Road gradient and cycling power: An observational study in male professional cyclists

Published:October 06, 2022DOI:



      To investigate the influence of road gradient on cycling power output in male professional cyclists, and to determine whether cyclist typology (i.e., flat or climbing specialist) moderates this influence.


      Observational study.


      Ninety-eight professional cyclists (27 ± 6 years; 53 flat and 45 climbing specialists). We collected power output data during both training sessions and competitions over 10 years (2013–2022). We determined the maximal mean power values attained for efforts lasting 1, 5, 10 and 20 min, during both level cycling and uphill cycling (average slope< or ≥5 %, respectively), as well as the average road gradients on which cyclists attained their maximal mean power.


      Maximal mean power values were higher during uphill cycling than during level cycling for all effort durations (difference ranging between 0.4 and 3.6 %, all p < 0.003).

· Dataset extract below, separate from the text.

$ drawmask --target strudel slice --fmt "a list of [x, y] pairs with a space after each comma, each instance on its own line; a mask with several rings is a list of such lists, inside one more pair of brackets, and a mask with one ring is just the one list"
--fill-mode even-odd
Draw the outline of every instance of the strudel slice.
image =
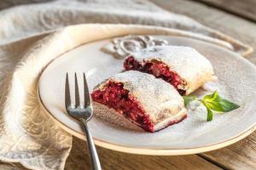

This finding was confirmed for flat and uphill specialists separately (p < 0.003 for both), with a similar increase in maximal mean power values between level cycling and uphill cycling in the two typologies except for longer efforts (≥10 min), in which maximal mean power values tended to increase more in climbers. Participants attained maximal mean power at an average slope of 6.0–7.3 %, with no differences between effort durations or cyclist typologies.


      Professional cyclists attain higher maximal mean power values on steep than on level road gradients regardless of their typology, with an average gradient of 6–7 % appearing optimal (or at least the most common) for achieving the highest maximal mean power values.